The reported plans would mean moving toward a much more controlled approach to immigration, where people are invited to come to the country only insofar as they can slot into gaps not filled by Brits.

Whether the story ends up confirmed in every detail, it seems near-certain that after Brexit, a vote in large part driven by opposition to uncontrolled immigration, the government will work to more tightly plan and control flows of immigrants into Britain. That bureaucratic impulse runs strongly against the free-market bent of many on the British right. As a center-right critic, former Conservative advisor Garvan Walshe said in a sarcastic Twitter rant on the topic: "What do we want? Central planning! When do we want it? Under a Tory government!"

But the kebab shop, like its fellow immigrant-fuelled industry, the British-Indian curry house, speaks to an important truth about immigration: that its biggest benefits are often unpredictable, stealing upon the host society by surprise.

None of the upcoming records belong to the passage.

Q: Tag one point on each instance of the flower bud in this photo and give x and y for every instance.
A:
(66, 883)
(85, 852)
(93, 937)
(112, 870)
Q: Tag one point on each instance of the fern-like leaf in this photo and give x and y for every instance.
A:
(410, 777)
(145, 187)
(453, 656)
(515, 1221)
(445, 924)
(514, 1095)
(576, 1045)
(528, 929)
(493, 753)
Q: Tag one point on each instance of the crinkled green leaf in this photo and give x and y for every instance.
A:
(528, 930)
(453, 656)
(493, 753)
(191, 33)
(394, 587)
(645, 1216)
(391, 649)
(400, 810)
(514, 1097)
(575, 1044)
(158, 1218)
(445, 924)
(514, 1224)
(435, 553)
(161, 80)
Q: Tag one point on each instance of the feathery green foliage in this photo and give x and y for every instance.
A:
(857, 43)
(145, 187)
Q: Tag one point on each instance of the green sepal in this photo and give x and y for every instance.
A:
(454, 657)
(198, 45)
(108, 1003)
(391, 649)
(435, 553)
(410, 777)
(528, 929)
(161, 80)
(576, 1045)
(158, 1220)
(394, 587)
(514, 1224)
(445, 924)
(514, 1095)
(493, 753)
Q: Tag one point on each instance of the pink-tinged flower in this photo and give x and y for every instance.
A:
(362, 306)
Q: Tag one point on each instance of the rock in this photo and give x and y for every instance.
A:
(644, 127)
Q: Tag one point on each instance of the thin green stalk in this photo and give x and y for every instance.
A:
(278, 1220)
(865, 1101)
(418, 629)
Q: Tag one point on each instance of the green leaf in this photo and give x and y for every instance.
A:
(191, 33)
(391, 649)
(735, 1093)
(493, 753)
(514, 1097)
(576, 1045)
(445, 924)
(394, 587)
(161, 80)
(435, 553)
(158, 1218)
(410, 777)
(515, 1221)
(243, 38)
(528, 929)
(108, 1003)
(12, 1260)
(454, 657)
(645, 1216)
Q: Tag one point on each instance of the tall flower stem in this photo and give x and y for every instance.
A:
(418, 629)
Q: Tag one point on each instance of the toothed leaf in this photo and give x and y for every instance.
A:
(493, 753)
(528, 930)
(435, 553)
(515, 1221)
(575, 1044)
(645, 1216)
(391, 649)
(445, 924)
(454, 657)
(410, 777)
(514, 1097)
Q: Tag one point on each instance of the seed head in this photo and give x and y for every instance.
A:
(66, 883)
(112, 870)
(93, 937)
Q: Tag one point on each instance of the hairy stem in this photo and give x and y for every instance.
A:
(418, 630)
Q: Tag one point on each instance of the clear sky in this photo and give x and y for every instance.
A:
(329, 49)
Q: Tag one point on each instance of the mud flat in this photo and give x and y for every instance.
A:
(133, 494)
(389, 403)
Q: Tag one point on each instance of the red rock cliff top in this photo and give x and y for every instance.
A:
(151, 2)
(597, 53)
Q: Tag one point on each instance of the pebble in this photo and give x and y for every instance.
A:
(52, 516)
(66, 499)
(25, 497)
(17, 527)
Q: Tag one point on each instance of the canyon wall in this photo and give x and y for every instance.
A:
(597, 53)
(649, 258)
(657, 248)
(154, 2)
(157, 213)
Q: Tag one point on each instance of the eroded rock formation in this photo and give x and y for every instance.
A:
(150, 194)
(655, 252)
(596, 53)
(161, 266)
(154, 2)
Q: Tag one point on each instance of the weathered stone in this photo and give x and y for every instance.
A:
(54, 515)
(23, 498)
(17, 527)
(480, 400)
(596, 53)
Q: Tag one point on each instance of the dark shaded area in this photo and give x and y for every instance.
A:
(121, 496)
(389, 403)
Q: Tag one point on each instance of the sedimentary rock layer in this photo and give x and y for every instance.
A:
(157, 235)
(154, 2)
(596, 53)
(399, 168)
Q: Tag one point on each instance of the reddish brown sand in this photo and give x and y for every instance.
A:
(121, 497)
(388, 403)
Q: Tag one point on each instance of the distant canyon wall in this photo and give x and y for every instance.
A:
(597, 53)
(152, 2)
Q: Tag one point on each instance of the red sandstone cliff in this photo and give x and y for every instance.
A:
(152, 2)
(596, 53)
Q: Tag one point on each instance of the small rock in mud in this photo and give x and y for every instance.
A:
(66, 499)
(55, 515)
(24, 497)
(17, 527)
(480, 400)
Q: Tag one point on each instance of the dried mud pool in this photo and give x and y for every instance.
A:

As the libertarian economist Kristian Niemietz put it in a blog in the run-up to last year's Brexit referendum critiquing a "points based" immigration system: "The implicit assumption that immigrants come here to fill vacancies, that is, to satisfy a demand which is already there, but currently unfulfilled, can also be challenged…Indian food has become part of the staple diet in the U.K., but in the 1950s, no points-based system would have detected an unfulfilled demand for chicken tikka masala and lamb rogan josh." If I were a food writer, I'd take a punt on Polish food—hearty, cheap, and cooked by the U.K.'s largest foreign-born community—being the next big thing.

As the government has scrambled to introduce immigration controls, its main concern has been to soothe fears from industries that rely heavily on migrant labour, ranging from high-skilled tech to low-skilled agriculture. With a sector-based visa plan, a points-based system, or a similarly tightly managed approach, overall numbers can come down, while ensuring, at least in theory, that jobs don't go unfilled.

But freer immigration regimes bring benefits you can't imagine in advance and that you therefore wouldn't miss if they didn't materialize. A tightly closed Britain might miss out on all sorts of pleasures it never knew existed. In the rush to take back control, Britain's government shouldn't forget that there's something inherently uncontrollable, or at least unpredictable, about immigration and its benefits.